Precompute expanded relations as a temporary table
I have a query that correctly performs an ILI-expanded synset relation traversal, but it is rather complicated and wouldn't lend itself well to a recursive query (see #38). This means it only works one hop at a time and doesn't grant much performance bonus, although it does make the Python code simpler (while making the SQL more complex):
WITH
rt(rowid, type) AS
(SELECT rowid, type FROM relation_types WHERE type IN (?, ...)),
lex(rowid) AS (VALUES (?), ...),
intra(rowid, source_rowid, target_rowid, type) AS
(SELECT rel.rowid, source_rowid, target_rowid, rt.type
FROM synset_relations AS rel
JOIN rt ON rel.type_rowid = rt.rowid
WHERE rel.lexicon_rowid IN lex
AND rel.source_rowid = ?),
inter(rowid, source_rowid, target_rowid, type) AS
(SELECT rel.rowid, source_rowid, target_rowid, rt.type
FROM synset_relations AS rel
JOIN rt ON rel.type_rowid = rt.rowid
WHERE rel.lexicon_rowid IN (?, ...)
AND rel.source_rowid IN
(SELECT ss1.rowid
FROM synsets AS ss1
JOIN ilis ON ilis.rowid = ss1.ili_rowid
WHERE ilis.id = ?
AND ss1.rowid != ?))
SELECT intra.type, intra.rowid, tgt.id, tgt.pos,
ilis.id, tgt.lexicon_rowid, tgt.rowid
FROM intra
JOIN synsets AS tgt ON intra.target_rowid = tgt.rowid
LEFT JOIN ilis ON ilis.rowid = tgt.ili_rowid
WHERE tgt.lexicon_rowid IN lex
UNION
SELECT inter.type, inter.rowid,
CASE WHEN ss.lexicon_rowid IN lex THEN ss.id ELSE null END,
ss.pos, ilis.id,
CASE WHEN ss.lexicon_rowid IN lex THEN ss.lexicon_rowid ELSE null END,
CASE WHEN ss.lexicon_rowid IN lex THEN ss.rowid ELSE null END
FROM inter
JOIN synsets AS _tgt ON inter.target_rowid = _tgt.rowid
JOIN synsets AS ss ON _tgt.ili_rowid = ss.ili_rowid
JOIN ilis ON ilis.rowid = ss.ili_rowid
WHERE _tgt.ili_rowid IS NOT NULL;
Since all these joins and checks occur each time a relation is traversed, it's a bit wasteful.

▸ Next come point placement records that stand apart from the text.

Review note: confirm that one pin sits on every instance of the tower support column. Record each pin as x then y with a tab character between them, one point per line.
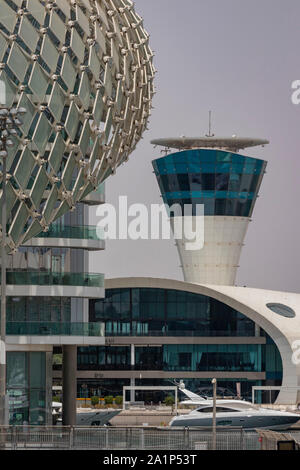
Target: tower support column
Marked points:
132	380
69	370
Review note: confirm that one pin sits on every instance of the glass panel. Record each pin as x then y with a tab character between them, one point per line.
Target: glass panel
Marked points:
98	107
8	17
17	62
57	102
85	137
82	20
16	370
65	7
38	82
29	34
85	90
39	187
77	45
101	41
50	204
37	370
30	113
57	152
37	10
68	171
57	27
49	53
33	230
24	168
68	73
94	63
3	47
18	225
42	133
72	121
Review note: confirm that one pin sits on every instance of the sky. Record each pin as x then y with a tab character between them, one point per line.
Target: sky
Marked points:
237	58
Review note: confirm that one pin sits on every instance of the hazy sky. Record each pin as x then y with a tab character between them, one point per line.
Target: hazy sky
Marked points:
237	58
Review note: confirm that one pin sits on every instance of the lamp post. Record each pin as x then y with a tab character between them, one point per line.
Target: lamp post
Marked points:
9	122
214	427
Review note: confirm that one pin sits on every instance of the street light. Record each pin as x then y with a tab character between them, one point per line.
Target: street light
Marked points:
214	427
9	123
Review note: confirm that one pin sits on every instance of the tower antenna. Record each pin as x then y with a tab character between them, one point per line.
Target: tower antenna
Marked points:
209	126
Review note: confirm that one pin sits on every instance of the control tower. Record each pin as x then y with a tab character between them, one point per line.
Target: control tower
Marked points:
211	171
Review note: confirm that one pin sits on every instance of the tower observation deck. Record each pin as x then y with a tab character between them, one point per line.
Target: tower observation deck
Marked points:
210	171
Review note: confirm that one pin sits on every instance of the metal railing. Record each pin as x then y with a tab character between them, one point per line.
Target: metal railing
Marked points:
127	438
68	231
269	439
49	278
55	328
178	333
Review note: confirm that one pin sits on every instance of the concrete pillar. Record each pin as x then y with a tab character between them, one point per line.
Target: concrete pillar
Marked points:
132	363
69	383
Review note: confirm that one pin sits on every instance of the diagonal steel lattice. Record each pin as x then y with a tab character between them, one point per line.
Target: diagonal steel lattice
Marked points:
84	72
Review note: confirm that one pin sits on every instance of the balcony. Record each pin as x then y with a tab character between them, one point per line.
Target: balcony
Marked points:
49	278
80	232
55	333
45	283
86	237
54	329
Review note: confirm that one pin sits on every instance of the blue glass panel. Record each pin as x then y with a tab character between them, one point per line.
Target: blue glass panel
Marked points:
208	167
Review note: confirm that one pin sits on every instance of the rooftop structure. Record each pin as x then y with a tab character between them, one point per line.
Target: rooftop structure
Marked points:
208	171
84	73
232	144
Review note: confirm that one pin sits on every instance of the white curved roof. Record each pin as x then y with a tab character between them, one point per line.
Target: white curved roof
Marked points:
229	143
251	302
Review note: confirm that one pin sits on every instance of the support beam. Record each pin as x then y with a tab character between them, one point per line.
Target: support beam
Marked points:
132	380
69	369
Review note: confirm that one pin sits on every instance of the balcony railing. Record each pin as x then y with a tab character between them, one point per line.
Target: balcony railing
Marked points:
68	231
47	278
178	333
54	329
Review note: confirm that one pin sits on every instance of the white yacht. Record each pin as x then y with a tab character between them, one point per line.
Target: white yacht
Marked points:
233	413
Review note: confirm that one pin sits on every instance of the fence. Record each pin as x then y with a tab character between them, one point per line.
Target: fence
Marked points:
129	438
269	439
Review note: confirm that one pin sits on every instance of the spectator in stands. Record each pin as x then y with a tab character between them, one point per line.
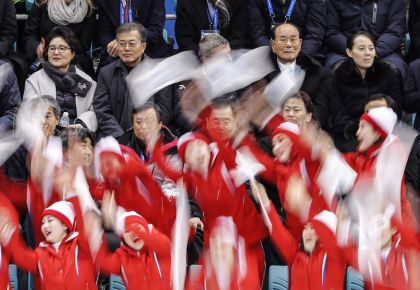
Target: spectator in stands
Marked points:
210	46
286	43
149	13
194	19
146	126
111	103
9	95
354	80
60	78
309	16
411	99
384	20
414	28
8	26
77	15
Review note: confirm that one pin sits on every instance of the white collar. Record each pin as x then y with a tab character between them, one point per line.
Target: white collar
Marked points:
290	65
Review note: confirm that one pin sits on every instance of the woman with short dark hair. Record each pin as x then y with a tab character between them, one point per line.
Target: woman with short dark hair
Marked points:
62	79
77	15
362	75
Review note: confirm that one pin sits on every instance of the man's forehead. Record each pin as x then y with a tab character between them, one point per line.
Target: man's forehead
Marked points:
133	35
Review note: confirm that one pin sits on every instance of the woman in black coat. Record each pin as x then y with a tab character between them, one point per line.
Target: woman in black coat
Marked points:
78	15
193	17
353	82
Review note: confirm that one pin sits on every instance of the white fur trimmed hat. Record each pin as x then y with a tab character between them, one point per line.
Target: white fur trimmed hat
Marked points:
382	119
63	211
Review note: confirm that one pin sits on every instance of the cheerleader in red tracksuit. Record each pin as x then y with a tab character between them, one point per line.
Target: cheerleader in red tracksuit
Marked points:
374	135
310	267
63	260
291	158
133	185
144	258
207	179
387	270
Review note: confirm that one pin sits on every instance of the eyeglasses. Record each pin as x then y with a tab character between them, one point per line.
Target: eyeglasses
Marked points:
131	44
61	49
284	40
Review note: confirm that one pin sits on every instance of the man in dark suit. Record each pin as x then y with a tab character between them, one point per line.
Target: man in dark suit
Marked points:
112	103
150	13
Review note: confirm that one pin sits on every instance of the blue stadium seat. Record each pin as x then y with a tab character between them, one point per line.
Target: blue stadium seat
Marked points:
13	276
115	283
278	278
354	280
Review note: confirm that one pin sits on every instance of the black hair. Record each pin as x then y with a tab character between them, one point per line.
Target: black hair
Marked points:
80	133
52	103
145	107
133	26
274	29
306	99
67	34
352	38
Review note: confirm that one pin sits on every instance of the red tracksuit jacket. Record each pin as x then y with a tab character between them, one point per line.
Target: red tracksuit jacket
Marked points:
318	271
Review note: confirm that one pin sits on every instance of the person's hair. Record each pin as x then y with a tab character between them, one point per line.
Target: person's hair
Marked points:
67	34
41	3
306	99
352	38
210	42
274	29
225	102
390	102
145	107
79	133
51	102
133	26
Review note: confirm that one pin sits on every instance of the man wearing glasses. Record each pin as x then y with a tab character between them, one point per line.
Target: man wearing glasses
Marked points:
286	45
112	103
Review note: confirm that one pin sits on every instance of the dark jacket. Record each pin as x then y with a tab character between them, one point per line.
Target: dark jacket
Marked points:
9	95
195	245
411	99
110	96
348	95
308	15
346	17
40	25
150	13
315	84
414	28
8	26
192	18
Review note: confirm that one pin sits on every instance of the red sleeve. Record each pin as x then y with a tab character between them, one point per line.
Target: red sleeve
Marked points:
107	261
169	171
84	248
158	242
22	255
271	168
281	237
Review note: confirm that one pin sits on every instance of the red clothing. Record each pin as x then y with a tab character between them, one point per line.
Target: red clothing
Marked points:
317	271
147	269
394	269
69	267
5	204
138	191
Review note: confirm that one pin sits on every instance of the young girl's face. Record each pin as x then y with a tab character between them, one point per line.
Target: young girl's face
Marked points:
53	229
132	240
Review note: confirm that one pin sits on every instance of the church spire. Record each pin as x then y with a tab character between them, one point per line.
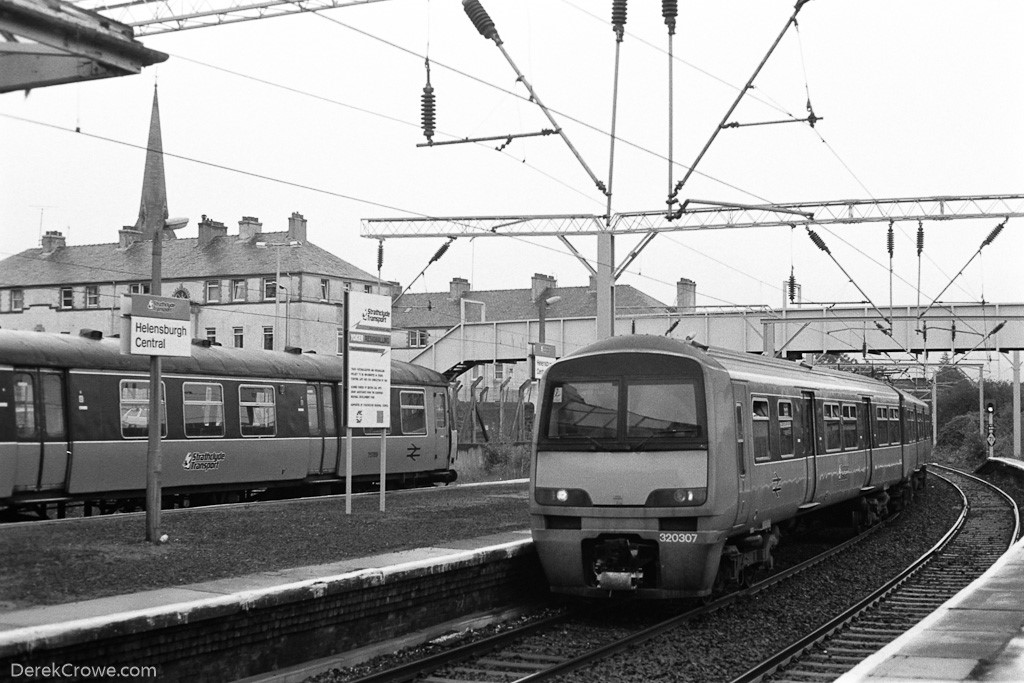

We could precompute them into a temporary table with something like this:
CREATE TEMPORARY TABLE IF NOT EXISTS virtual_synset_relations (
wnid INTEGER NOT NULL,
source_rowid INTEGER NOT NULL,
target_rowid INTEGER,
target_ili INTEGER,
synset_relation_rowid INTEGER NOT NULL
);
CREATE INDEX IF NOT EXISTS temp.virtual_synset_relations_source
ON virtual_synset_relations(source_rowid);
WITH
lex(rowid) AS (VALUES (?), ...),
rel(src_ili_rowid, tgt_ili_rowid, rowid) AS
(SELECT _src.ili_rowid, _tgt.ili_rowid, _rel.rowid
FROM synset_relations AS _rel
JOIN synsets AS _src ON _src.rowid = _rel.source_rowid
JOIN synsets AS _tgt ON _tgt.rowid = _rel.target_rowid
WHERE _rel.lexicon_rowid IN (?, ...))
INSERT INTO virtual_synset_relations
SELECT (SELECT ifnull(max(wnid), 0) + 1 FROM virtual_synset_relations),
src.rowid, tgt.rowid, tgt.ili_rowid, rel.rowid
FROM rel
JOIN synsets AS src ON src.ili_rowid = rel.src_ili_rowid
JOIN synsets AS tgt ON tgt.ili_rowid = rel.tgt_ili_rowid
WHERE src.lexicon_rowid IN lex
AND tgt.lexicon_rowid IN lex;
This creates a temporary table that, for a wordnet (defined as a set of target and expand lexicons), lists all relations that would be available via expansion, but not those in the original lexicons (unless those lexicons are also in the expand set). Creating this table for the Chinese or French wordnets, expanded with PWN 3.0, takes less than 2 seconds each on my machine. It might be less if the table were created in memory only.
I have not yet performed any queries with this to estimate the performance of lookup (e.g., if more indexes are required), or estimated the memory requirements. If it doesn't take much memory, it might make sense to also include non-expanded relations so lookup only needs to access one table of relations.
Forgot to mention that this would be computed when a user creates a Wordnet object and not permanently stored in the database. This is because the temporary table becomes invalid when the data changes (a lexicon is added, removed, or modified), and also because it wouldn't be efficient to precompute all possible permutations of target + expand lexicons. With LMF 1.1 it's possible to anticipate those with the <Requires> element, so those could be done early, but it's not guaranteed the user wants to use that set, and if it doesn't take long to create a temporary table there's little to gain by doing it early.
The 2-seconds to build climbs quite a bit when many lexicons are loaded. When all of OMW is added, it can be over 10 seconds. Using the SQLite pragma for in-memory temporary tables didn't help. This probably shouldn't be done by default when creating a Wordnet object.